A different take on Carrion Feeder. This is a better starting body being able to block and with some decent evasive capabilities. It retains the useful zombie type and adds in the less useful cat type! The sacrifice is broader with the ability to consume walkers and it affords twice the returns in terms of counters. This is a long list of perks for what might seem like a fairly minor downside on Carrion Feeder. The cost of sacrificing goes from nothing to three mana. That is as it happens a vast nerf. It removes most of the convenience, combo potential and utility from the card. While both remain good they serve very different roles.
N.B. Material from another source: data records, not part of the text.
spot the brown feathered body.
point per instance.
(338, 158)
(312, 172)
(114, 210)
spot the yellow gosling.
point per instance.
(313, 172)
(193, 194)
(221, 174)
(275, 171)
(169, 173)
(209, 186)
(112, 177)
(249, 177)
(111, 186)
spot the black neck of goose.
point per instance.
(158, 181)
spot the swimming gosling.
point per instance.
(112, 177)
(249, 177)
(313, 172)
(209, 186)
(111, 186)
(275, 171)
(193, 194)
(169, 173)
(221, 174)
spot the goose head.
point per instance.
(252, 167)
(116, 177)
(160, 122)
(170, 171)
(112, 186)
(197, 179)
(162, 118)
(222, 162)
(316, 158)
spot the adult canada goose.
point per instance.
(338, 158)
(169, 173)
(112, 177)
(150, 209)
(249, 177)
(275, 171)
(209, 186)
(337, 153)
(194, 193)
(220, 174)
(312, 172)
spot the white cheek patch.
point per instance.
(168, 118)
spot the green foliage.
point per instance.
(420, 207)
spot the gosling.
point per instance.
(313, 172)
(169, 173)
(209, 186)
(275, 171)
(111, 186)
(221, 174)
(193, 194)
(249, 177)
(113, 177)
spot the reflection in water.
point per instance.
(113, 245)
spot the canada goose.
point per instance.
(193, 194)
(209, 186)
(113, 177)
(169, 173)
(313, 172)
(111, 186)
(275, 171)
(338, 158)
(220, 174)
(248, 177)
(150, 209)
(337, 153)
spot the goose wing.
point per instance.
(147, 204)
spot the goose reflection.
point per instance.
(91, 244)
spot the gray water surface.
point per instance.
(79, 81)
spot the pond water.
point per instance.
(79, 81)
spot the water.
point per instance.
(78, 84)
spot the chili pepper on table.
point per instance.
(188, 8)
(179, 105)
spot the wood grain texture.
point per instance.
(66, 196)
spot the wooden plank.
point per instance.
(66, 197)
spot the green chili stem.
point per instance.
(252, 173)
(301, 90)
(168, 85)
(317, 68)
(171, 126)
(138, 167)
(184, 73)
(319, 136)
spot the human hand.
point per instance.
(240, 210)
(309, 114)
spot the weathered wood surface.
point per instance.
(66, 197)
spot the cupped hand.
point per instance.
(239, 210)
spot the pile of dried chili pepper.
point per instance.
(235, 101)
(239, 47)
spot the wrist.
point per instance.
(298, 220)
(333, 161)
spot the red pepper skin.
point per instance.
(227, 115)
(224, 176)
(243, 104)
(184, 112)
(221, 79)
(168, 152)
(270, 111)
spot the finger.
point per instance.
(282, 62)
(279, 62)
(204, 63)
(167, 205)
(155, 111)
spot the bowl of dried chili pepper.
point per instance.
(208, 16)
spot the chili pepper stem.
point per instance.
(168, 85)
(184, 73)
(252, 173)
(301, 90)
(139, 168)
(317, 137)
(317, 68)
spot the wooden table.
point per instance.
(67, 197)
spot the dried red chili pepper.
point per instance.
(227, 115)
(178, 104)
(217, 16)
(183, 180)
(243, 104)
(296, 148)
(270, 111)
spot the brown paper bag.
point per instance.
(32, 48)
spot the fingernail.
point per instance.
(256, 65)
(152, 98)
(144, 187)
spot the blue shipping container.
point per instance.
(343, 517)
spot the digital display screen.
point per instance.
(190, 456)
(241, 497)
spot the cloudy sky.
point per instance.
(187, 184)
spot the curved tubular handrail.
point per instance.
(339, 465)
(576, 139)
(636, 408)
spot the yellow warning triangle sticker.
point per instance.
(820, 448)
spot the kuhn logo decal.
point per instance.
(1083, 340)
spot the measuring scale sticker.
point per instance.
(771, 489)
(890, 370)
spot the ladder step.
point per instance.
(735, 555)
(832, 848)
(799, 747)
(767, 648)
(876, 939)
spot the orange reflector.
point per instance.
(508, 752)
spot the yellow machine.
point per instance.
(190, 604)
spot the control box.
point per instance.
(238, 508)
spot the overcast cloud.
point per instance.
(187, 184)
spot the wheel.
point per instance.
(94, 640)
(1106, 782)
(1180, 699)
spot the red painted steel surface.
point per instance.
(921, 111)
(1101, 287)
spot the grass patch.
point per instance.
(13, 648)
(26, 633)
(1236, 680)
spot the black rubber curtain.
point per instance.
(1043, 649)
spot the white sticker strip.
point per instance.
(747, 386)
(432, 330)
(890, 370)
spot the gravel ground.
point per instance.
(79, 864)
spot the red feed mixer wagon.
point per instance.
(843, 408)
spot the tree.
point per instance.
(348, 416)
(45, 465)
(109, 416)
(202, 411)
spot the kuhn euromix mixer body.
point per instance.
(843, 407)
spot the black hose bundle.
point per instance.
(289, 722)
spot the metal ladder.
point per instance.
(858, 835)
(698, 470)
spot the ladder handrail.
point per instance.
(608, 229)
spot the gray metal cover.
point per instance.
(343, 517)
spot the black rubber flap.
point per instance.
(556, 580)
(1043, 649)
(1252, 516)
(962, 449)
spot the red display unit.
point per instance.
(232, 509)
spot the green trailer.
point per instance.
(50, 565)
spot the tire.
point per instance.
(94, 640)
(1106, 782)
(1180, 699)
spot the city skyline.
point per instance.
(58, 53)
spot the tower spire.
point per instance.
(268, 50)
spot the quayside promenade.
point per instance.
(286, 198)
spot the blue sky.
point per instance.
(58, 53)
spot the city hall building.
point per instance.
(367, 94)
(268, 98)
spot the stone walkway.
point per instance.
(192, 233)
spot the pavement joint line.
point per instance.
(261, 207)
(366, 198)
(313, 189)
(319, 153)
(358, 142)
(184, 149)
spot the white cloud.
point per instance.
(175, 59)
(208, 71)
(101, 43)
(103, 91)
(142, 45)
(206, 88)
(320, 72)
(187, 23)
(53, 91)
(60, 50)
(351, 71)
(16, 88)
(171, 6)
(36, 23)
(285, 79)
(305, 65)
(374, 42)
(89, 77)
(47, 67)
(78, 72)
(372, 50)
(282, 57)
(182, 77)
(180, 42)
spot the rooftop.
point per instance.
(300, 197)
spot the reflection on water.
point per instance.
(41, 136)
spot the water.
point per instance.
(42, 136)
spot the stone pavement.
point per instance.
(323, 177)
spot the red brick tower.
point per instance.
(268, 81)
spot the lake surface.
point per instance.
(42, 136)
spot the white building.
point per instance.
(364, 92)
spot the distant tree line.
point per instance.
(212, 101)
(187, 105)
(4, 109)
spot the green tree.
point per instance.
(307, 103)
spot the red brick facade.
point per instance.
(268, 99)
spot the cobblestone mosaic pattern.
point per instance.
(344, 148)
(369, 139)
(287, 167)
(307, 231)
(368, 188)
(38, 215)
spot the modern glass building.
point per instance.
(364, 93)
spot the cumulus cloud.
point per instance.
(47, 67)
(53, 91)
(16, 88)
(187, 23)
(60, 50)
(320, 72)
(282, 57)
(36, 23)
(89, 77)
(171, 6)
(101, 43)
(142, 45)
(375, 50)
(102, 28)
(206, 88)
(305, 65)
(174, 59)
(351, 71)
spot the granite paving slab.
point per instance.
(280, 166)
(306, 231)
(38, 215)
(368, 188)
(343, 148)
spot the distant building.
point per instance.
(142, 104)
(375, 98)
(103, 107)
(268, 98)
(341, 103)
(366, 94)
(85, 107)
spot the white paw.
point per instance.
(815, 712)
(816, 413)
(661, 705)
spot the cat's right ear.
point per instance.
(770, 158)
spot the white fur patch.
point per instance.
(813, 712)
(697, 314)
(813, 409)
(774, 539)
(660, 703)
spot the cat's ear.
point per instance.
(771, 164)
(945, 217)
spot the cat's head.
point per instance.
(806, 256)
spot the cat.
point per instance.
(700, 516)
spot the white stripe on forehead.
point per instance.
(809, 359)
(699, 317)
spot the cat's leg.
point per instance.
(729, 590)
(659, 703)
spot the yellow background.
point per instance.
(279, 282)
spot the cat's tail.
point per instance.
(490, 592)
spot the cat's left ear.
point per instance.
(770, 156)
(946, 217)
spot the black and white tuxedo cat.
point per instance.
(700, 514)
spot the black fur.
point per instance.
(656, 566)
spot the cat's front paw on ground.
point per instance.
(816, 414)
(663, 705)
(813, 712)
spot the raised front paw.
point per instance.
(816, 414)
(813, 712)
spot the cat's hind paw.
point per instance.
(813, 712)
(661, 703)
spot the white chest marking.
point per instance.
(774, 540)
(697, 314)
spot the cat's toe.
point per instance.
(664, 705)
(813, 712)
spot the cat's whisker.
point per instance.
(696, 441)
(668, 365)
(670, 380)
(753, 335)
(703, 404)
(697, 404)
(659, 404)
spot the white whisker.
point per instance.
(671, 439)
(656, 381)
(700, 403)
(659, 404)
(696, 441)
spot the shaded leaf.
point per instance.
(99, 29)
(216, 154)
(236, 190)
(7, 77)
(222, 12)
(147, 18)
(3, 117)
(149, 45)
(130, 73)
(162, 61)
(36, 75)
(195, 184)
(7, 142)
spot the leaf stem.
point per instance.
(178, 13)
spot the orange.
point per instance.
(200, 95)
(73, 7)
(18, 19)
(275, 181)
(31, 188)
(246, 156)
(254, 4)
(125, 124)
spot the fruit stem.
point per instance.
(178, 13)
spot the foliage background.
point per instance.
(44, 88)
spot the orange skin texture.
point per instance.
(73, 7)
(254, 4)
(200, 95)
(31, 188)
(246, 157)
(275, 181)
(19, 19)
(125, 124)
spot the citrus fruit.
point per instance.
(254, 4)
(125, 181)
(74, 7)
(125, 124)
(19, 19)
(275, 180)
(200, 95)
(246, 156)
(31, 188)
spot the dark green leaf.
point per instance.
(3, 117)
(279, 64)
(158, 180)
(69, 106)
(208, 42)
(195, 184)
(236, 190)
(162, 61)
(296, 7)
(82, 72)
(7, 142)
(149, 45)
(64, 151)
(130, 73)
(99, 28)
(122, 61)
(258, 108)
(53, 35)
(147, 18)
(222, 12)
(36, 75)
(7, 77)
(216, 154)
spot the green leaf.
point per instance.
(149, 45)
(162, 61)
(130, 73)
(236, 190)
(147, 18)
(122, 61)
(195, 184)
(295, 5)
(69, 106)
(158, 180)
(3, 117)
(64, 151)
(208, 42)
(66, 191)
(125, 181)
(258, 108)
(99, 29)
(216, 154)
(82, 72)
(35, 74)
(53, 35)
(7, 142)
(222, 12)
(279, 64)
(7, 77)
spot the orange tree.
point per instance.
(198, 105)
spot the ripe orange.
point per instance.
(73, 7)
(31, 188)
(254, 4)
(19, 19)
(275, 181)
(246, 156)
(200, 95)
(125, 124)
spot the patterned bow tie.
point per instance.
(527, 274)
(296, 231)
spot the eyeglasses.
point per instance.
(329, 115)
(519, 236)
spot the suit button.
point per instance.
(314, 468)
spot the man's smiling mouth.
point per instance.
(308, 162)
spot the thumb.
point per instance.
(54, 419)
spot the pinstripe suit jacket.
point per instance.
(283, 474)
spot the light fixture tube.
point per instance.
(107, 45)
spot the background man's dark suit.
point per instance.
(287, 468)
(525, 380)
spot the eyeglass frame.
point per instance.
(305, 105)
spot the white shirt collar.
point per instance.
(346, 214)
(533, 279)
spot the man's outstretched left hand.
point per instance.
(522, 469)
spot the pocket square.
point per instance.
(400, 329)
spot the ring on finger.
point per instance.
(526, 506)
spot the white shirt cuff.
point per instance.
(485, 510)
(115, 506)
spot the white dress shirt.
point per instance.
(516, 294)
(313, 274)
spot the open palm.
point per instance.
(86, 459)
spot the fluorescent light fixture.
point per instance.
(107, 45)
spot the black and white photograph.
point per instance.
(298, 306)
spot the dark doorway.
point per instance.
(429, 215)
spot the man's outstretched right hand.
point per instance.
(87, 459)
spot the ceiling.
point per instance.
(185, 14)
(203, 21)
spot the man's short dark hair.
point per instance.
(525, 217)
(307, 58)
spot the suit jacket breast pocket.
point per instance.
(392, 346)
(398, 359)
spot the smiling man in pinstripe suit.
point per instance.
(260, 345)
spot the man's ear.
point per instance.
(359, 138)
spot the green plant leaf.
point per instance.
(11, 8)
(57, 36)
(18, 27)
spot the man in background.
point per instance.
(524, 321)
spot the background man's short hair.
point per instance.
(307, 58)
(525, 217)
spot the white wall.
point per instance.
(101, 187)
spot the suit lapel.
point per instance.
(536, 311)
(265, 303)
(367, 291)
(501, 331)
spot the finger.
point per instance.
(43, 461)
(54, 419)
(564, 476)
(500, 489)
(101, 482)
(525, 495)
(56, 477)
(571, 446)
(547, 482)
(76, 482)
Dreadmalkin is a much more grindy card. It will be even more annoying in combat than Feeder but it will be almost irrelevant in terms of utility a lot of the rest of the time and afford the opponent opportunities for counterplay. I think the synergy and utility this offers is great. I think the threat level and reach it has are also impressive given how low cost the card initially is. It feels more like a Figure of Destiny than anything else. The threat of the "level up" and the general returns for investment. Overall I think this is a less polar, less potent, but more playable sidegrade on Carrion Feeder. I think it will help out black a lot in cube play being a key support tool, thematic, option dense, and a one drop.